Hôzuki

De Aki Shimazaki
Editions Leméac/Actes Sud

Résumé de l’éditeur :
Mitsuko tient une librairie d’occasion spécialisée en ouvrages philosophiques. Elle y coule des jours sereins avec sa mère et Tarô, son fils sourd et muet. Chaque vendredi soir, pourtant, elle redevient entraîneuse dans un bar haut de gamme. Ce travail lui permet d’assurer son indépendance financière, et elle apprécie ses discussions avec les intellectuels qui fréquentent l’établissement.
Un jour, une femme distinguée passe à la boutique accompagnée de sa fillette, et les enfants de chacune sont immédiatement attirés l’un par l’autre. Sur l’insistance de la dame et pour faire plaisir à Tarô, bien qu’elle évite habituellement de nouer des amitiés, Mitsuko acceptera de les revoir. Cette rencontre pourrait toutefois mettre en péril l’équilibre de sa famille.

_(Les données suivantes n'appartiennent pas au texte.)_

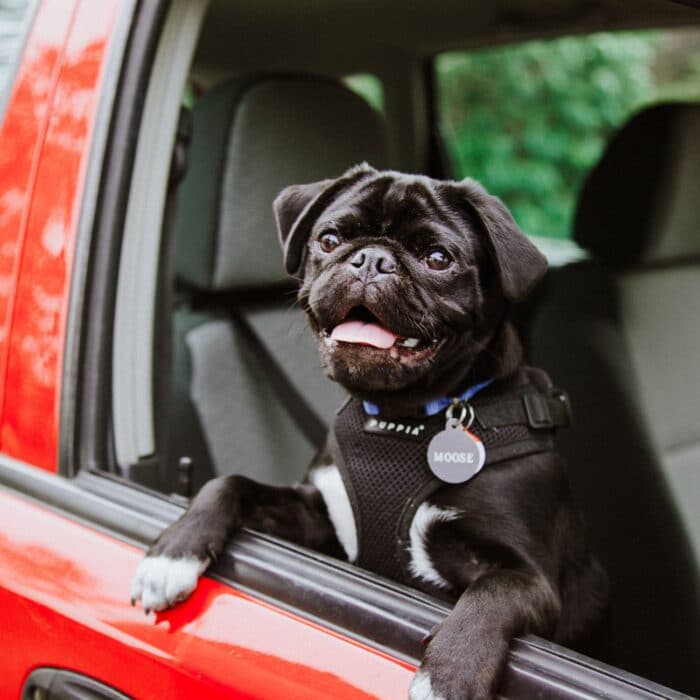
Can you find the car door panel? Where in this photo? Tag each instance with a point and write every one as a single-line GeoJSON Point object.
{"type": "Point", "coordinates": [64, 595]}
{"type": "Point", "coordinates": [65, 55]}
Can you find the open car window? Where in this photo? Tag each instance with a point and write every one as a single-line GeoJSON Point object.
{"type": "Point", "coordinates": [530, 120]}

Aki Shimazaki sonde ici la nature de l’amour maternel. Tout en finesse, elle en interroge la fibre et la force des liens.

Mon avis :
Hôsuki est l’histoire de deux femmes que tout oppose. L’une, issue d’un milieu modeste, forte et indépendante, l’autre, issue d’un milieu aisé, soumise et fragile. Elles ont pourtant en commun  l’amour qu’elles portent à leur enfant et un passé trouble que chacune s’emploie à cacher.
L’usage du présent donne un rythme particulier à cette histoire, une espèce de lenteur agréable qui laisse au lecteur le temps de comprendre et d’apprécier chaque passage comme si, à chaque chapitre, il passait d’un tableau à un autre et en analysait chaque contour.

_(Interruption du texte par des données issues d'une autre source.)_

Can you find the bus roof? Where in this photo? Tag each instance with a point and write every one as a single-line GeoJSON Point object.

Est-ce parce que la trame se passe dans une librairie, ou  parce que la philosophie y prend une large part, Hôsuki fut un moment de lecture exceptionnel, un pont entre religion et philosophie.
J’ai apprécié chaque mot, chaque phrase écrite avec élégance, chaque questionnement que pose ce livre et en particulier celui qui concerne l’amour filial.